Para su padre, Charlotte fue la niña de sus ojos. Para algunos, su relación fue incluso limítrofe con la pasión. Con su cáustico sentido del humor, que hoy le costaría alguna que otra condena judicial, Gainsbourg le escribió y le hizo cantar Lemon Incest, donde aludía con ambigüedad al amor imposible entre un padre y una hija. La Francia de los ochenta se estremeció ante la mayor provocación de Gainsbarre, la última encarnación del compositor: una especie de doble bronquista que deambulaba por los platós televisivos quemando billetes de 500 francos y proponiendo sexo en directo a una incrédula Whitney Houston. Su hija entiende la reacción, pero la considera desproporcionada. “Nunca ha habido ninguna duda sobre lo que dice la letra de esa canción. Mi padre habla de un amor no consumado. Me parece una pena que no se pueda hablar de ciertos temas, incluso cuando son graves. Creo que hoy sería imposible grabar una canción como esa”, lamenta. ¿Vivimos en un tiempo más puritano que hace tres décadas? “Sí, más puritano y más aséptico. Hoy todo debe ser biempensante y políticamente correcto”, denuncia con una mueca de hastío. Pero luego añade una apostilla inesperada viniendo de la hija de los dos adalides de la revolución sexual en Francia: “A la vez, de este clima ha surgido la posibilidad de que las mujeres se expresen y digan que hay cosas que no son normales. Si los escándalos sexuales de los últimos meses se hubieran destapado hace 30 años, ¿nos los habríamos tomado tan en serio como ahora?”.

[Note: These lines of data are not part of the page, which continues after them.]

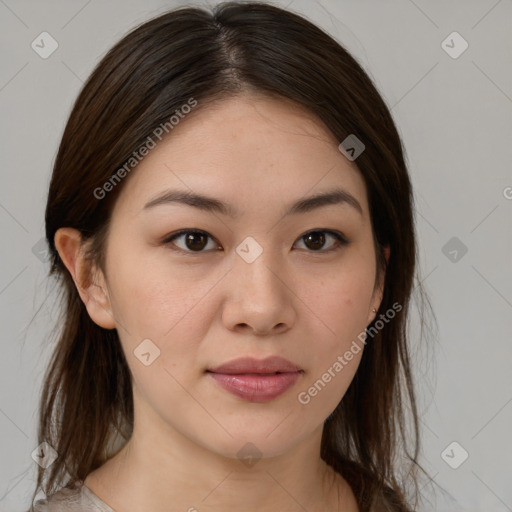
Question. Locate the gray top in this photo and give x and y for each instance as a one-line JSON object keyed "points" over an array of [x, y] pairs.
{"points": [[79, 498]]}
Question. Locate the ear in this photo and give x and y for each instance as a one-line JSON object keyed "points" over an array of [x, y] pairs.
{"points": [[89, 281], [378, 290]]}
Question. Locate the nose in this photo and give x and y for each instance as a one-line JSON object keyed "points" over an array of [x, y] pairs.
{"points": [[259, 298]]}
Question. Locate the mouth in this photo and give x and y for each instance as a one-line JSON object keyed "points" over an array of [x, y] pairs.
{"points": [[256, 380]]}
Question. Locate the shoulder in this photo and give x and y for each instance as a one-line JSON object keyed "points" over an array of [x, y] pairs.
{"points": [[386, 500], [73, 498]]}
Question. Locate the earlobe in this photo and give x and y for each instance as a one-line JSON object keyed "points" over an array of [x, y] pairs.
{"points": [[90, 282]]}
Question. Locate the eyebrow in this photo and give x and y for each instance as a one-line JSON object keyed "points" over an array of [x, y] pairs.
{"points": [[211, 204]]}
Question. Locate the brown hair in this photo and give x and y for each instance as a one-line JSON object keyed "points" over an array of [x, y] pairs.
{"points": [[87, 399]]}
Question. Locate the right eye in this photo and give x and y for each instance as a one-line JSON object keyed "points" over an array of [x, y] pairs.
{"points": [[194, 240]]}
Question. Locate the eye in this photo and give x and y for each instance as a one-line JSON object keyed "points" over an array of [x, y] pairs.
{"points": [[315, 240], [196, 241]]}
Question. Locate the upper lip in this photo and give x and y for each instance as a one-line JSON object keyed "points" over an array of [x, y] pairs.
{"points": [[241, 365]]}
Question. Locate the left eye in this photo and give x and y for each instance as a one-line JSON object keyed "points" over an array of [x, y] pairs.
{"points": [[196, 240]]}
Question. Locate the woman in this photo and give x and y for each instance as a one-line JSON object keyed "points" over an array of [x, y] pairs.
{"points": [[230, 215]]}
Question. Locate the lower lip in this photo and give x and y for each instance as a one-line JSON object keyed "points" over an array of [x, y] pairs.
{"points": [[256, 388]]}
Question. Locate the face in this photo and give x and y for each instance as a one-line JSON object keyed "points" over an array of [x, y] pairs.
{"points": [[205, 285]]}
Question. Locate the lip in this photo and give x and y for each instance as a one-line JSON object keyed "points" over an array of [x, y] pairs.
{"points": [[256, 380]]}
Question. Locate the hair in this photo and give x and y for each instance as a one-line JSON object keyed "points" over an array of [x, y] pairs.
{"points": [[86, 400]]}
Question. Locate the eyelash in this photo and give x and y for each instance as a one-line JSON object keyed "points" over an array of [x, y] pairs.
{"points": [[340, 238]]}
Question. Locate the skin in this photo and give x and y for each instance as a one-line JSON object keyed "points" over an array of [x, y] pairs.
{"points": [[305, 304]]}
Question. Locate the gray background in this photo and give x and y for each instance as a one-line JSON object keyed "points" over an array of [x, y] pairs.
{"points": [[454, 115]]}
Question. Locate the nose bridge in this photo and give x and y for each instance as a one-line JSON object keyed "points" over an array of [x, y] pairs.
{"points": [[258, 268]]}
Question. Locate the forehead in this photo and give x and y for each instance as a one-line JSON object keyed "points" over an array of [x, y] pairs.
{"points": [[252, 151]]}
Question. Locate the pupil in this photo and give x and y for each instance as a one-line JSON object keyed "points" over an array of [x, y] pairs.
{"points": [[317, 238], [191, 241]]}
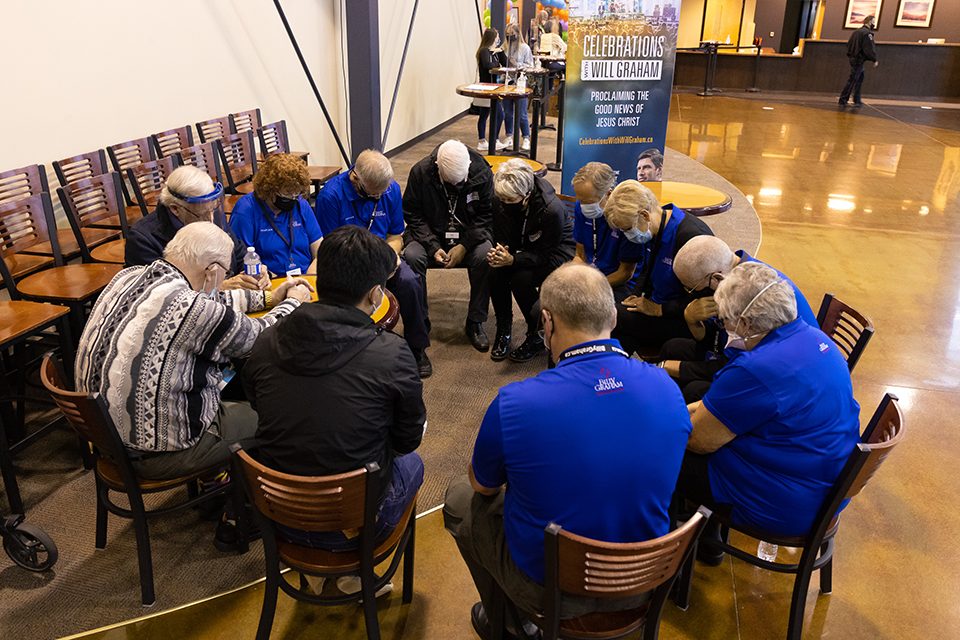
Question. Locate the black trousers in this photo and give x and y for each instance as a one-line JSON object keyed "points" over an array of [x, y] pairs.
{"points": [[475, 262], [524, 285]]}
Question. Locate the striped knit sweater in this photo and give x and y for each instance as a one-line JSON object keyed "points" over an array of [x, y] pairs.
{"points": [[153, 348]]}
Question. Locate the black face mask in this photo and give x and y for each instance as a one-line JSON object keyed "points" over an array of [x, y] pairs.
{"points": [[285, 204]]}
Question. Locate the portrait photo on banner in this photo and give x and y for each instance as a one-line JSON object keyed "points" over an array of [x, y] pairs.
{"points": [[915, 13], [858, 10]]}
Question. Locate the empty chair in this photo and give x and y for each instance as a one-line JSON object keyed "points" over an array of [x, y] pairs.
{"points": [[849, 328], [167, 143], [332, 503]]}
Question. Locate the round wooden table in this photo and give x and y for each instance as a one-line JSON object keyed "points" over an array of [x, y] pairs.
{"points": [[539, 169], [499, 92]]}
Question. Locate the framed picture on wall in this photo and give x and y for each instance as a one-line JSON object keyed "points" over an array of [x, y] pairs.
{"points": [[915, 13], [857, 10]]}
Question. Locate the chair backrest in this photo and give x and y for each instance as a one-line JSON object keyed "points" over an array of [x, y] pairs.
{"points": [[273, 138], [23, 182], [590, 568], [245, 121], [329, 503], [85, 165], [214, 129], [167, 143], [848, 328]]}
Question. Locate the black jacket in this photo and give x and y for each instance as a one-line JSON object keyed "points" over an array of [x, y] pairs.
{"points": [[860, 46], [425, 205], [333, 393], [148, 237], [541, 238]]}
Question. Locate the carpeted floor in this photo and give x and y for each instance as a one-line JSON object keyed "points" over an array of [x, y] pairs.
{"points": [[88, 588]]}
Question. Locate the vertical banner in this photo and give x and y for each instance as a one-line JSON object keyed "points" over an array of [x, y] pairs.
{"points": [[620, 59]]}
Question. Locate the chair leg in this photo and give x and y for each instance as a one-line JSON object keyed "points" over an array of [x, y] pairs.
{"points": [[408, 558]]}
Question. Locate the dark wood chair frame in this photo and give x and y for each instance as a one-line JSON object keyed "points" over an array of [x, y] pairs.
{"points": [[357, 509], [883, 432], [849, 329]]}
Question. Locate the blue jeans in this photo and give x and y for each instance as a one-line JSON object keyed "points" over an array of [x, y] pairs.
{"points": [[524, 117], [405, 480]]}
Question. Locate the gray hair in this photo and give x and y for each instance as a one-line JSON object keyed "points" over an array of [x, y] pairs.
{"points": [[580, 297], [199, 245], [513, 181], [701, 256], [375, 170], [773, 301], [187, 181], [598, 175]]}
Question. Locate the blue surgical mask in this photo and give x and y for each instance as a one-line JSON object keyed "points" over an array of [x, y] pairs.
{"points": [[591, 211]]}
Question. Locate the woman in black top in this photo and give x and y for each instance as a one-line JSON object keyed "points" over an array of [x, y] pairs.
{"points": [[489, 56]]}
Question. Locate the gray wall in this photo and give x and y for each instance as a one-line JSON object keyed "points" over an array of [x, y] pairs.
{"points": [[945, 23]]}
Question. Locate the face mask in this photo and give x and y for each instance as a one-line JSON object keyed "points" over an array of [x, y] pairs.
{"points": [[284, 204], [591, 211]]}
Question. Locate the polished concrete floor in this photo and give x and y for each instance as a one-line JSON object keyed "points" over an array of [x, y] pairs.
{"points": [[863, 204]]}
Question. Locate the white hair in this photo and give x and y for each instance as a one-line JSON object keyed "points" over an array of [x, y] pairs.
{"points": [[453, 161], [700, 257], [375, 170], [513, 181], [199, 245], [773, 301], [187, 181]]}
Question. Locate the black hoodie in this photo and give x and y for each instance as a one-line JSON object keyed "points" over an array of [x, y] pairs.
{"points": [[333, 392]]}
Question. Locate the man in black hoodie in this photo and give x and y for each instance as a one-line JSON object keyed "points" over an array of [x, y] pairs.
{"points": [[333, 391], [448, 208]]}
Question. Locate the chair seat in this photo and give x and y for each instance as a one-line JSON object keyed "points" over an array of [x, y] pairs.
{"points": [[111, 252], [19, 318], [320, 561], [72, 283]]}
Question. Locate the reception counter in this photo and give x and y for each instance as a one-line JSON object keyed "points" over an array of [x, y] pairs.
{"points": [[907, 70]]}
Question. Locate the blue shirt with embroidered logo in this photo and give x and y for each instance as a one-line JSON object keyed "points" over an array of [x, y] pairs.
{"points": [[789, 402], [605, 247], [250, 224], [339, 203], [594, 445]]}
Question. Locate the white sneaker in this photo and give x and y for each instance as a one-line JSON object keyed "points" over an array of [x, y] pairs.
{"points": [[351, 585]]}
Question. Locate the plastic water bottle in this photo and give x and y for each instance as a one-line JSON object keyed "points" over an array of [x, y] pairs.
{"points": [[251, 263], [767, 551]]}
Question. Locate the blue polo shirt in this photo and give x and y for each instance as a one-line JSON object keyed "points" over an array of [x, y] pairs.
{"points": [[594, 445], [250, 224], [339, 203], [789, 401], [605, 247]]}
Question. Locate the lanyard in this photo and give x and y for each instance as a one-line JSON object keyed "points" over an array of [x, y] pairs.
{"points": [[590, 350]]}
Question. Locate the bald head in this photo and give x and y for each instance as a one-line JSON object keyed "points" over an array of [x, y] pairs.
{"points": [[579, 297], [700, 257]]}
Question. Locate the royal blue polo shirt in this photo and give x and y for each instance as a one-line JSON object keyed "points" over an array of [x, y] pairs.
{"points": [[605, 247], [594, 445], [789, 402], [804, 311], [339, 203], [250, 224]]}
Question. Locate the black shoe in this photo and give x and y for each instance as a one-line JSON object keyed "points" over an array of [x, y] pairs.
{"points": [[424, 366], [501, 347], [477, 336], [530, 349]]}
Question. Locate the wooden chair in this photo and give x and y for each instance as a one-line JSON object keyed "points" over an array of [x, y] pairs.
{"points": [[94, 205], [883, 433], [87, 414], [331, 503], [214, 129], [238, 160], [849, 328], [167, 143]]}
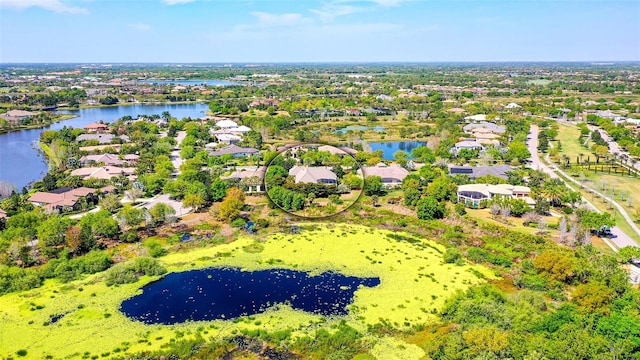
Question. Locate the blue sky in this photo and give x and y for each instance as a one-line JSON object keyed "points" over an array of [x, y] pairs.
{"points": [[318, 31]]}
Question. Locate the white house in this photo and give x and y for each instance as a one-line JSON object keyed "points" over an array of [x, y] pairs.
{"points": [[473, 194], [227, 124], [466, 144]]}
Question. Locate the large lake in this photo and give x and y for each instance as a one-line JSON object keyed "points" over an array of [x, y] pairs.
{"points": [[21, 163], [227, 293], [389, 148]]}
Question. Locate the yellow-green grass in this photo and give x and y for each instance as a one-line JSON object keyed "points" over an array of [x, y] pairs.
{"points": [[604, 206], [622, 185], [569, 135], [414, 282], [515, 224]]}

Gainsbourg se dice preocupada por el alcance de los abusos y vejaciones en la industria para la que trabaja, aunque asegura que no los ha sufrido en primera persona. “No lo he vivido, pese a haber trabajado con Harvey Weinstein y con Brett Ratner. Y sé que Lars von Trier también ha sido atacado. Solo puedo decir que a mí nunca me hizo nada. Jamás”, afirma sobre el director danés, al que sigue agradeciendo que le diera los papeles protagonistas de Anticristo, Melancolía y Nymphomaniac. Sin embargo, tras sus respectivos rodajes, no dudó en señalar lo duro que es enfrentarse a Von Trier. “La escena final de Melancolía fue insoportable. Lars me torturó, pero fui yo quien se lo pidió”. Hoy reivindica esos papeles como su mejor experiencia en una carrera que también la ha llevado a trabajar con Todd Haynes, James Ivory, los hermanos Taviani, Patrice Chéreau, Michel Gondry, Alejandro González Iñárritu y Roland Emmerich. “Siento empatía hacia esas mujeres, es un asunto grave, aunque yo no haya tenido esa experiencia”. Afirma, pese a todo, que la seducción no desaparecerá en la relación que un cineasta mantiene con sus intérpretes. Tampoco le parece intrínsecamente mala. “Un director que te escoge para un papel siente un deseo. Y todo intérprete, sea hombre o mujer, utiliza todos sus encantos para entrar en ese juego. Lo inaceptable y lo terrible es que eso se convierta en una lucha de poder y en una voluntad de sumisión. Podemos trabajar en condiciones que no sean sucias”, concluirá antes de llevar su mar de fondo, inesperadamente agitado, hacia otro lugar.